En fin d’urétéroscopie, l’intégrité de l’uretère doit être vérifiée par la vue et radiographie, notamment en cas d’urétéroscopie longue (> 1 heure), de calcul volumineux (>2 cm) ou de fragments résiduels significatifs (>4 mm).

Il est en général prudent de laisser en place après une urétéroscopie un drainage urétéral type sonde JJ pour 8-10 jours. Un drainage urétéral est particulièrement recommandé en cas d’urétéroscopie longue/complexe, de fragments résiduels > 4 mm, d’uretère inflammatoire ou d’obstruction pré-opératoire, de calcul impacté, de calcul de l’uretère lombaire ou en cas de lésion urétérale ou de doute.

Dans certains la sonde JJ peut être remplacée par une sonde urétérale pendant 24-48 heures (extraction d’un calcul en monobloc, uretère inflammatoire ou fragments résiduels fins).

Urétéroscopie: complications per-opératoires

Le taux global de complications significatives aigues est de 4%.

Ce taux est de 11% pour l’uretère proximal et 9% pour l’uretère distal

Les facteurs de risque sont les manœuvres forcées, une localisation dans l’uretère lombaire, un calcul impacté depuis plus de 2 mois.

Le risque de perforation est de1-10%. En fin d’urétéroscopie une lésion urétérale doit être identifiée par un examen à la vue de l’uretère et une radiographie, notamment dans les urétéroscopies difficiles ou en cas d’ utilisation des ondes électro-hydrauliques où le risque est de près de 20%. Une perforation fine autorise la poursuite de l’urétéroscopie sous couvert d’une sonde JJ post-opératoire. Une perforation importante impose l’arrêt de l’intervention, la mise en place d’une sonde JJ pour au moins 15 jours et sonde vésicale pour 48 heures. Une 2ème urétéroscopie est ensuite possible.

Une extravasation sans perforation visible nécessite une sonde JJ pendant 8-10 j.

La propulsion extra-urértérale du calcul ou d’un fragment est une forme de “ guérison ”.

Le risque de saignement per-opératoire est faible, < 1%. Il s’observe en cas d’uretère inflammatoire, d’utilisation des ondes électro-hydrauliques ou de plaie des vaisseaux. Le risque transfusionnel est exceptionnel.

Le risque de lésion urétérale grave est de 0,2%. Les 2 zones fragiles sont la jonction pyélo-urétérale et la jonction urétéro-vésicale.

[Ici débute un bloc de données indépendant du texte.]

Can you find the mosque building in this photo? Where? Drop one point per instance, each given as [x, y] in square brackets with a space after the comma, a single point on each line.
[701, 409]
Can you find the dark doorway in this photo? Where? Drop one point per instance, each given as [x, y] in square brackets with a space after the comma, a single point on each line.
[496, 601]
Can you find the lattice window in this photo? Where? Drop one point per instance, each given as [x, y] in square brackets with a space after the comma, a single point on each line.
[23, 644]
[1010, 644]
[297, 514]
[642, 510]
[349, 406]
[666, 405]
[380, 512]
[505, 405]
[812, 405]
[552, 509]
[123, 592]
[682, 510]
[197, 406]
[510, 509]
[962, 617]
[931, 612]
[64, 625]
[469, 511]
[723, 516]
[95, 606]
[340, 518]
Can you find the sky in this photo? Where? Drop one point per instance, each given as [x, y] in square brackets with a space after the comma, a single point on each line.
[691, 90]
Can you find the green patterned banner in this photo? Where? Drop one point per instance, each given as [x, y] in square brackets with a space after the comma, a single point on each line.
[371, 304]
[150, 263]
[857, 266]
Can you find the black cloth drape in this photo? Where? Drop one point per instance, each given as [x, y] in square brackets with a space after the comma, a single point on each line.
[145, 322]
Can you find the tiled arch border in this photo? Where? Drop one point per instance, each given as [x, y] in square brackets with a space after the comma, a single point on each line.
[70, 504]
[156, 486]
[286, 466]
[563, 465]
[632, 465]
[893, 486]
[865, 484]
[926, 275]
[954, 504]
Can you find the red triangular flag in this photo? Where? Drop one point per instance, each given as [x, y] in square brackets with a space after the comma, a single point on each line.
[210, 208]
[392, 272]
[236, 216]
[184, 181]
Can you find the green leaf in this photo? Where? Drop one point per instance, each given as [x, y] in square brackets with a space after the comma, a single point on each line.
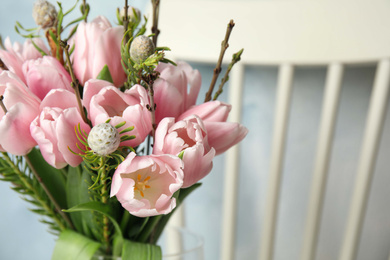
[102, 208]
[73, 246]
[77, 193]
[140, 251]
[105, 74]
[51, 177]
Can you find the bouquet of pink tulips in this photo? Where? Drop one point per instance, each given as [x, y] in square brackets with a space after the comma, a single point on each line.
[101, 133]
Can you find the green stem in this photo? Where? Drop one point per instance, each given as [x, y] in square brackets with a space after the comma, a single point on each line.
[36, 195]
[156, 11]
[126, 22]
[104, 198]
[84, 9]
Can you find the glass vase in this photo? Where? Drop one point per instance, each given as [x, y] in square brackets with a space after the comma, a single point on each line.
[176, 244]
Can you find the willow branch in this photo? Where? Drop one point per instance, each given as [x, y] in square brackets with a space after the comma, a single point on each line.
[217, 70]
[55, 203]
[75, 83]
[152, 107]
[236, 58]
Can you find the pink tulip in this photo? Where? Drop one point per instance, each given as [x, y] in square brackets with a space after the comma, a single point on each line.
[98, 44]
[15, 55]
[54, 128]
[223, 135]
[188, 136]
[129, 106]
[45, 74]
[171, 93]
[214, 111]
[144, 185]
[22, 107]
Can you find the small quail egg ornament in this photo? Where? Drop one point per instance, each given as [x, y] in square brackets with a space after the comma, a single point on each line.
[104, 139]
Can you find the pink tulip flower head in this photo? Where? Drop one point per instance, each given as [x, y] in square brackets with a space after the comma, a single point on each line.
[21, 107]
[98, 44]
[144, 185]
[104, 101]
[45, 74]
[188, 136]
[221, 134]
[54, 129]
[176, 90]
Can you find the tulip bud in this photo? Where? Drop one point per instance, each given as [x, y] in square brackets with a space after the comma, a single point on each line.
[44, 14]
[104, 139]
[141, 48]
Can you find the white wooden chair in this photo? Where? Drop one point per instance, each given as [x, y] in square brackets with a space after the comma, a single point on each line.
[291, 35]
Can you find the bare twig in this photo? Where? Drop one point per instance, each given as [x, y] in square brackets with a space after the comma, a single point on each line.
[217, 70]
[75, 82]
[156, 11]
[2, 104]
[236, 58]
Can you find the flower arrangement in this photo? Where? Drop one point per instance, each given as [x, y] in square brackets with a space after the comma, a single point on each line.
[101, 133]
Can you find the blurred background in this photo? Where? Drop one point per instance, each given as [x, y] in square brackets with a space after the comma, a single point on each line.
[22, 236]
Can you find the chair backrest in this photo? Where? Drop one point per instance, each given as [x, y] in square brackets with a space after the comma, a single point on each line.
[290, 35]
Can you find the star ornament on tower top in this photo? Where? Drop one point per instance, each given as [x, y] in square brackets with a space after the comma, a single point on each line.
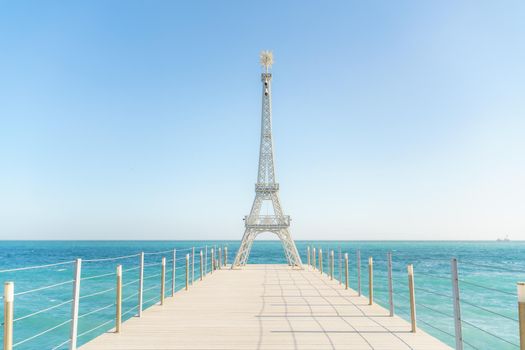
[266, 59]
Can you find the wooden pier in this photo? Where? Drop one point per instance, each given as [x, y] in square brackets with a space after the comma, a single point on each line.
[266, 307]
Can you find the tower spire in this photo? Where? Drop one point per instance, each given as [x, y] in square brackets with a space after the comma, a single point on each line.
[266, 188]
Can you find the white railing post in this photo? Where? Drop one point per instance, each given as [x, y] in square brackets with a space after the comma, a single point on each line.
[220, 258]
[206, 261]
[187, 270]
[212, 260]
[332, 264]
[412, 293]
[9, 300]
[173, 273]
[457, 304]
[314, 262]
[192, 265]
[118, 302]
[346, 271]
[321, 260]
[141, 282]
[358, 254]
[308, 255]
[201, 258]
[74, 305]
[162, 280]
[390, 284]
[370, 280]
[340, 266]
[521, 313]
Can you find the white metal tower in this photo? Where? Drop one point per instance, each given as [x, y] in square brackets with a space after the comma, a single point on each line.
[266, 188]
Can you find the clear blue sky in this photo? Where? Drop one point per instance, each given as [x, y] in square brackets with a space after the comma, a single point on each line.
[140, 119]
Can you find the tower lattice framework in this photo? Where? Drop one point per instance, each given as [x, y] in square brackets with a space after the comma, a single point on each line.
[266, 188]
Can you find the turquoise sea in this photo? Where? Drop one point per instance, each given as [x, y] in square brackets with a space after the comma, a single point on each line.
[488, 273]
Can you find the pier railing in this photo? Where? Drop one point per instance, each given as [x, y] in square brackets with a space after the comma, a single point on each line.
[133, 283]
[462, 314]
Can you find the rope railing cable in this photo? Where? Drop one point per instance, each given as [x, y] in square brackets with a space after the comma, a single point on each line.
[96, 293]
[96, 310]
[131, 269]
[434, 310]
[436, 328]
[110, 259]
[133, 308]
[489, 310]
[487, 288]
[130, 296]
[41, 333]
[155, 297]
[152, 276]
[37, 267]
[130, 282]
[150, 288]
[492, 334]
[434, 276]
[153, 264]
[42, 310]
[97, 276]
[43, 288]
[432, 292]
[95, 328]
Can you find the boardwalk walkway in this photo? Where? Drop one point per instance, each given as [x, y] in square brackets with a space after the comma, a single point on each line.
[266, 307]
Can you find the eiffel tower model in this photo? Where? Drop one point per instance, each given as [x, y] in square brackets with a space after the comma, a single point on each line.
[266, 188]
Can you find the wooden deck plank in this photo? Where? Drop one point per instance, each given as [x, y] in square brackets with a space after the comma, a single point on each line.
[266, 307]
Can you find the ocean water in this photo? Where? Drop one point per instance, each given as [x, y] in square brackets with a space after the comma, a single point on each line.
[488, 273]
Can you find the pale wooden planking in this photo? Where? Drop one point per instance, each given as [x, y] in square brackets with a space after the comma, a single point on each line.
[266, 307]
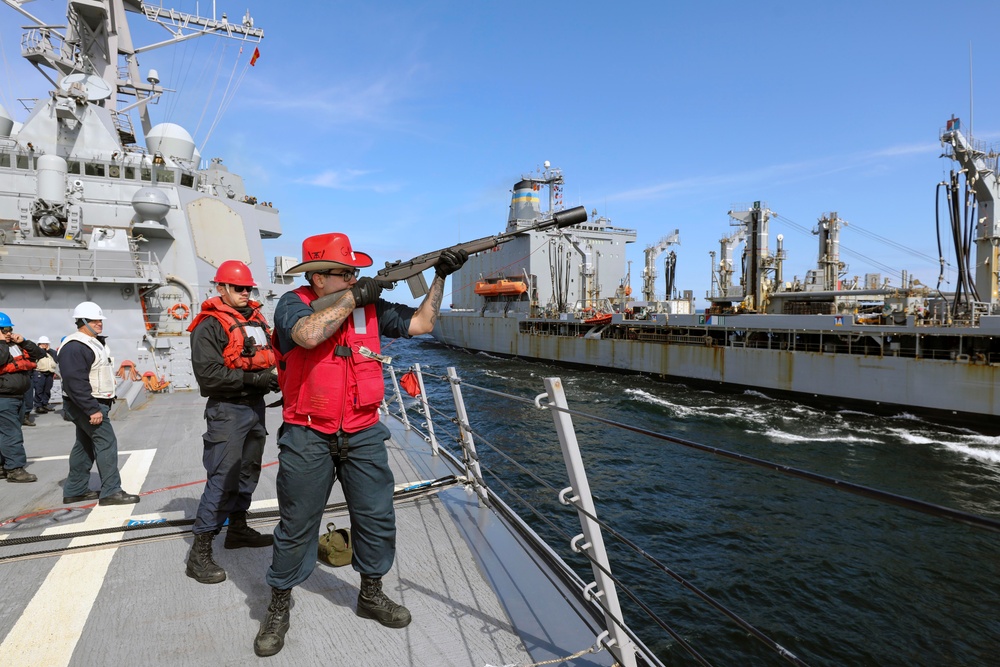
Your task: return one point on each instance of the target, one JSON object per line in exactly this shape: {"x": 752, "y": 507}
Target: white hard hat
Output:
{"x": 88, "y": 310}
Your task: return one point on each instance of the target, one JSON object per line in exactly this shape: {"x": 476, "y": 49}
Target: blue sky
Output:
{"x": 405, "y": 124}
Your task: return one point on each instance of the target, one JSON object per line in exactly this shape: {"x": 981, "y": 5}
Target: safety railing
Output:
{"x": 621, "y": 640}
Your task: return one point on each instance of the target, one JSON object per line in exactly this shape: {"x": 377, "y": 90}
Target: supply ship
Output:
{"x": 565, "y": 296}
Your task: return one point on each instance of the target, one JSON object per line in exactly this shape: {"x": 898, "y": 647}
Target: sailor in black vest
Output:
{"x": 17, "y": 360}
{"x": 88, "y": 383}
{"x": 43, "y": 376}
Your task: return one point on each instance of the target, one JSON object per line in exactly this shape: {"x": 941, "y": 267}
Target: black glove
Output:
{"x": 265, "y": 381}
{"x": 450, "y": 261}
{"x": 365, "y": 291}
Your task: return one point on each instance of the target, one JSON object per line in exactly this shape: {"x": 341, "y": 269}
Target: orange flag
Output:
{"x": 409, "y": 384}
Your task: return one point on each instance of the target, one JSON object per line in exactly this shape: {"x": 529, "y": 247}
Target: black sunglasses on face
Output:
{"x": 346, "y": 274}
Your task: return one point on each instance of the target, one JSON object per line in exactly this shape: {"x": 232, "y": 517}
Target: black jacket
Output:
{"x": 215, "y": 379}
{"x": 15, "y": 384}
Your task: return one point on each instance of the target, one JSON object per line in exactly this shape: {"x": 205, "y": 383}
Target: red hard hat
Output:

En cas de lésion urétérale grave, une conversion chirurgicale immédiate est indiquée

Urétéroscopie: complications peri-opératoires

Après urétéroscopie le taux de douleurs lombaires est de 5-15%. Une radiographie doit contrôler la bonne position de la sonde urétérale. Des anti-inflammatoires peuvent être administrés.

Le risque d’infection fébrile est de 2-18%.

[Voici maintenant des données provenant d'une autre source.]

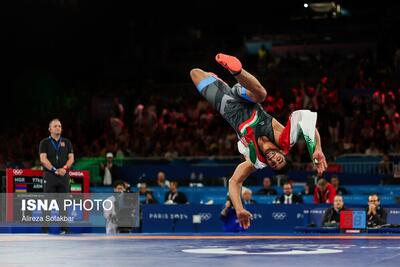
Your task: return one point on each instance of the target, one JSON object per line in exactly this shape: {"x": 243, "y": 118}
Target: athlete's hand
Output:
{"x": 244, "y": 218}
{"x": 319, "y": 161}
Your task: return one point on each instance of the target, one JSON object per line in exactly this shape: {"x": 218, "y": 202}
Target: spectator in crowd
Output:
{"x": 288, "y": 197}
{"x": 324, "y": 192}
{"x": 267, "y": 189}
{"x": 143, "y": 194}
{"x": 150, "y": 198}
{"x": 161, "y": 181}
{"x": 376, "y": 215}
{"x": 247, "y": 196}
{"x": 308, "y": 190}
{"x": 332, "y": 215}
{"x": 117, "y": 117}
{"x": 109, "y": 171}
{"x": 340, "y": 190}
{"x": 110, "y": 214}
{"x": 174, "y": 196}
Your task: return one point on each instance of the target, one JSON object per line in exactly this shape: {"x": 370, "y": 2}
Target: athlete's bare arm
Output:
{"x": 243, "y": 170}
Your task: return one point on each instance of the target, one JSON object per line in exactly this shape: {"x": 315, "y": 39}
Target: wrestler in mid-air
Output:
{"x": 262, "y": 139}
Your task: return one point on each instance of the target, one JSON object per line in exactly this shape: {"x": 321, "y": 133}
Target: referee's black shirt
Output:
{"x": 57, "y": 151}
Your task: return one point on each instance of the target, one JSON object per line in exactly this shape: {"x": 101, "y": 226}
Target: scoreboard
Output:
{"x": 31, "y": 181}
{"x": 353, "y": 220}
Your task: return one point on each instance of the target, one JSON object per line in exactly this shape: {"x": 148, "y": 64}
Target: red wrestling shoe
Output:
{"x": 230, "y": 63}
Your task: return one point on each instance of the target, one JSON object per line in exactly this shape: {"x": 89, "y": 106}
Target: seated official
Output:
{"x": 173, "y": 196}
{"x": 324, "y": 192}
{"x": 332, "y": 215}
{"x": 267, "y": 188}
{"x": 288, "y": 196}
{"x": 376, "y": 215}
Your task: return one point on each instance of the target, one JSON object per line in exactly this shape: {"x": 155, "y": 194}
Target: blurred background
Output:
{"x": 117, "y": 76}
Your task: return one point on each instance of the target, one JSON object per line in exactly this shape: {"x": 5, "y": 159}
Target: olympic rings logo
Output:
{"x": 18, "y": 171}
{"x": 205, "y": 216}
{"x": 279, "y": 216}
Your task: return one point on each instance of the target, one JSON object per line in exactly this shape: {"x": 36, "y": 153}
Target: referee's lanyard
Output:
{"x": 56, "y": 146}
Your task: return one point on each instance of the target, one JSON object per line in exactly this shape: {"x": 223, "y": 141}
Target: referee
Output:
{"x": 57, "y": 157}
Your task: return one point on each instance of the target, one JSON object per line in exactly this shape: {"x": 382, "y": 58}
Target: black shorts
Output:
{"x": 232, "y": 103}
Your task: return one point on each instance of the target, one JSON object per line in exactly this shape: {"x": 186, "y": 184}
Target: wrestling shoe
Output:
{"x": 230, "y": 63}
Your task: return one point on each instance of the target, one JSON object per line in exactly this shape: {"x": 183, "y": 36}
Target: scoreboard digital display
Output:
{"x": 353, "y": 219}
{"x": 31, "y": 181}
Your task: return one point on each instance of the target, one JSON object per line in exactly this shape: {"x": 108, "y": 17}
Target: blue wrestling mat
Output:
{"x": 199, "y": 250}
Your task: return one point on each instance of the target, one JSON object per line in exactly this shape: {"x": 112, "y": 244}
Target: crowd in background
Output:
{"x": 356, "y": 97}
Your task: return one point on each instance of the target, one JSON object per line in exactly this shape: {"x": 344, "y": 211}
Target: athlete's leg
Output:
{"x": 254, "y": 89}
{"x": 216, "y": 91}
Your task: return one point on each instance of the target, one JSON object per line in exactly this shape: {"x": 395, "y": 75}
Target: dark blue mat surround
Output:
{"x": 199, "y": 250}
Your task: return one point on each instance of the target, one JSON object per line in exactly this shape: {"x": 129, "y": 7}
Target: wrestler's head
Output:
{"x": 275, "y": 159}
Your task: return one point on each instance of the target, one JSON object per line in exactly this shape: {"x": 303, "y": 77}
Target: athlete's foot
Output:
{"x": 230, "y": 63}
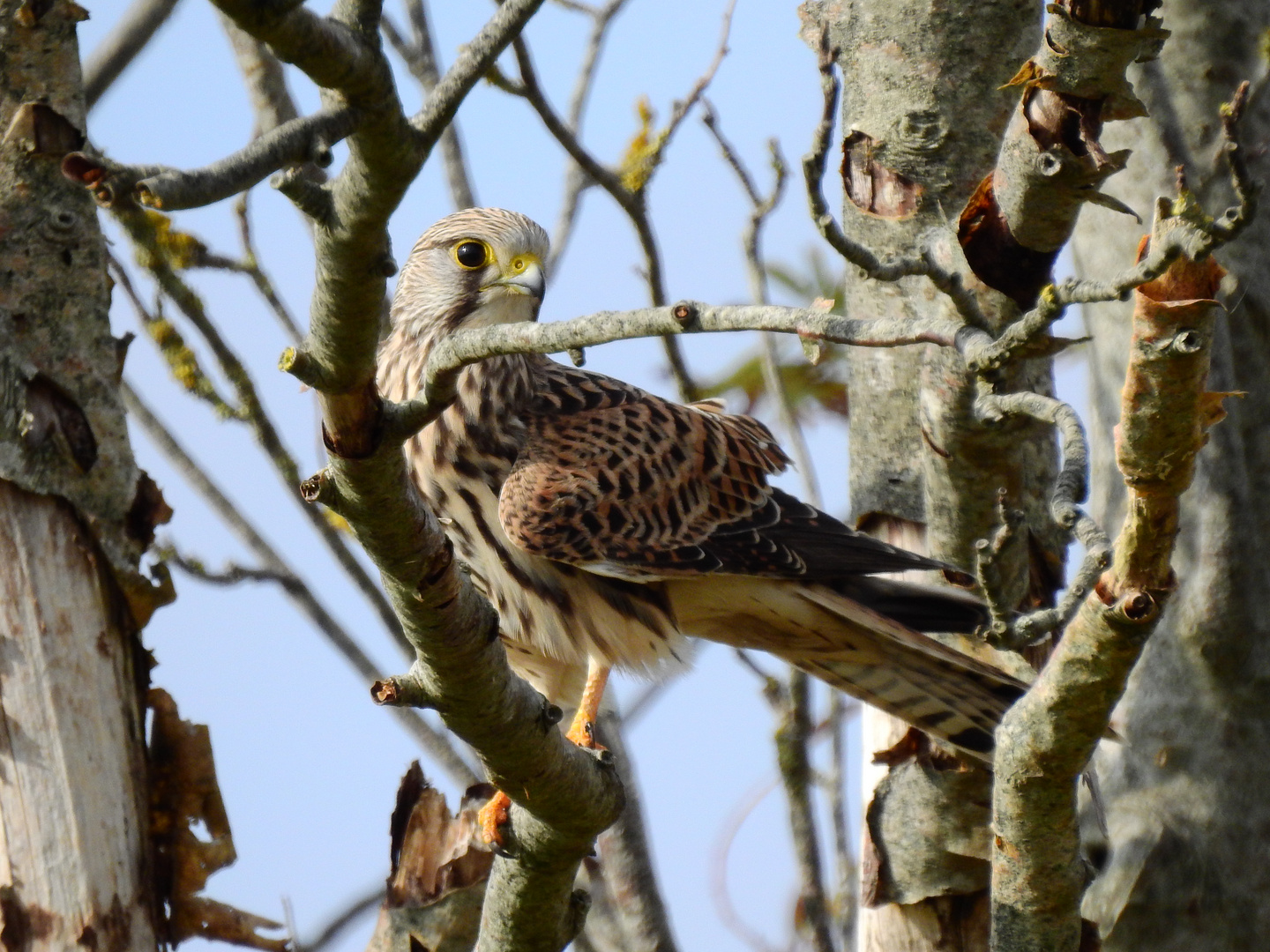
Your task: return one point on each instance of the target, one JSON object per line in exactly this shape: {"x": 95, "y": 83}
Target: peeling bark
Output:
{"x": 1185, "y": 793}
{"x": 923, "y": 117}
{"x": 75, "y": 516}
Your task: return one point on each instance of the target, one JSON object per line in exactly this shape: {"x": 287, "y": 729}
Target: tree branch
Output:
{"x": 564, "y": 796}
{"x": 467, "y": 346}
{"x": 435, "y": 744}
{"x": 120, "y": 48}
{"x": 577, "y": 181}
{"x": 421, "y": 58}
{"x": 914, "y": 263}
{"x": 1038, "y": 876}
{"x": 145, "y": 233}
{"x": 303, "y": 140}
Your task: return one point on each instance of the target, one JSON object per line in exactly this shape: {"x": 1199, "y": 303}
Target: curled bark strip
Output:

Urétéroscopie: complications à distance

Le risque de sténose est de 2-3%.28-32)

Le risque de sténose est de 2% pour l’uretère proximal, et 1% pour l’uretère distal.

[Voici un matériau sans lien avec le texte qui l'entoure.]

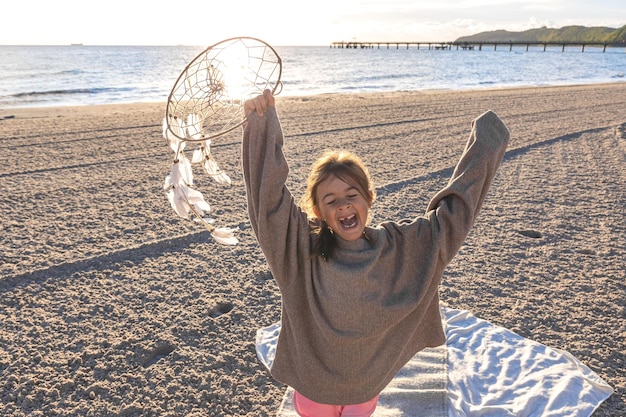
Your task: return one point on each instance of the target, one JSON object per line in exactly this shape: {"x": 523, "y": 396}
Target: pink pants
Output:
{"x": 307, "y": 408}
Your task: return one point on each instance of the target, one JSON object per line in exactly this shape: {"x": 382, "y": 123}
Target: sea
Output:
{"x": 38, "y": 76}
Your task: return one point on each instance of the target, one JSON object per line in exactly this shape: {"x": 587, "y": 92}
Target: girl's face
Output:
{"x": 342, "y": 207}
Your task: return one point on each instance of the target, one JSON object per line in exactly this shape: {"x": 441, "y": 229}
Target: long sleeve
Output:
{"x": 279, "y": 224}
{"x": 454, "y": 209}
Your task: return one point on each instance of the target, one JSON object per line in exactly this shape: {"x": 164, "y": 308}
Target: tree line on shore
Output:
{"x": 579, "y": 34}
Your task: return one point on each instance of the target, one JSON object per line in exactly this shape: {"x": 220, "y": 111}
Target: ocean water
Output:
{"x": 33, "y": 76}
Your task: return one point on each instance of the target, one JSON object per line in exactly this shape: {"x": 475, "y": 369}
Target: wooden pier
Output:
{"x": 470, "y": 46}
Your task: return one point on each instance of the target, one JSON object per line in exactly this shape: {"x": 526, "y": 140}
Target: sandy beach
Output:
{"x": 111, "y": 305}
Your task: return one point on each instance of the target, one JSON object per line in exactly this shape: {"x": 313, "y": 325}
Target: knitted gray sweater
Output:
{"x": 350, "y": 323}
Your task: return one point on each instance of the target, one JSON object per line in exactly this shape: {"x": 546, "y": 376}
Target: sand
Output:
{"x": 112, "y": 305}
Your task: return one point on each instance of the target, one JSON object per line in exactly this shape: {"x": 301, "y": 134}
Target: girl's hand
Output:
{"x": 259, "y": 104}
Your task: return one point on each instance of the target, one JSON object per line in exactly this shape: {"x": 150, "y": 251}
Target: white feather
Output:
{"x": 225, "y": 236}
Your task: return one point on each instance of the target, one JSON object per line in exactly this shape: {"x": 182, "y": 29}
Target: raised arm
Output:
{"x": 454, "y": 209}
{"x": 279, "y": 224}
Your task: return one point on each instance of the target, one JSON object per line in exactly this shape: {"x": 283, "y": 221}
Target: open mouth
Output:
{"x": 348, "y": 222}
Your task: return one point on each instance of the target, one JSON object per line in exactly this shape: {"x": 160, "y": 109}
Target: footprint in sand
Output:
{"x": 158, "y": 353}
{"x": 220, "y": 309}
{"x": 530, "y": 233}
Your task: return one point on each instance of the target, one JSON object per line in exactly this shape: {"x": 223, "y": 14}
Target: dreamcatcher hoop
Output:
{"x": 207, "y": 102}
{"x": 214, "y": 85}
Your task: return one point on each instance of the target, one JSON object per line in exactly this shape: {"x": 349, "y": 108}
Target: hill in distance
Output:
{"x": 580, "y": 34}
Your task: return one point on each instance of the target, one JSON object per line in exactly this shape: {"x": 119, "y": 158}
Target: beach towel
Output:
{"x": 482, "y": 370}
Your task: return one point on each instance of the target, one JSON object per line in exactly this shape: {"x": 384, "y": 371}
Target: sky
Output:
{"x": 286, "y": 22}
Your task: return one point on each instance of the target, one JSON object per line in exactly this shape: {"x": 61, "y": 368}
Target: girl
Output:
{"x": 358, "y": 301}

Les facteurs de risque de sténose sont la taille de l’urétéroscope, l’impaction du calcul, la durée d’urétéroscopie, une lithotritie forcée, un calcul de l’uretère proximal et une perforation.

Ce risque de sténose justifie la réalisation d’une UIV ou d’une échographie à 3 mois surtout s’il existe un facteur de risque de complication (calcul impacté, urérétoscopie longue, perforration…).

Urétéroscopie pour calcul : résultats

Le taux global de patients sans fragment (SF) après urétéroscopie est de 80-90%.

Le délai moyen pour obtenir un état SF est de 2 jours pour l’urétéroscopie et de 40j pour la LEC.

Pour l’uretère lombaire, le taux de SF global est de près de 70%.

Dans cette localisation le taux de SF pour les calculs < 1 cm est de 60% et de 40% pour les calculs de plus de 1 cm.

Pour l’uretère pelvien, le taux de SF global est de 90%.

Dans cette localisation le taux de SF pour les calculs < 1 cm est de 90% et de 70% pour les calculs de plus de 1 cm.

Pour l’urétéroscopie, le nombre de calculs n’influence pas le taux de succès. Le taux de SF pour un calcul unique est de 90% après urétéroscopie (75% pour la LEC) et 90% en cas de calcul multiple (50% pour la LEC).

Le taux de SF après urétéroscopie souple laser pour calcul du rein est de 60-100% en fonction de la taille, de la localisation et du nombre de calculs.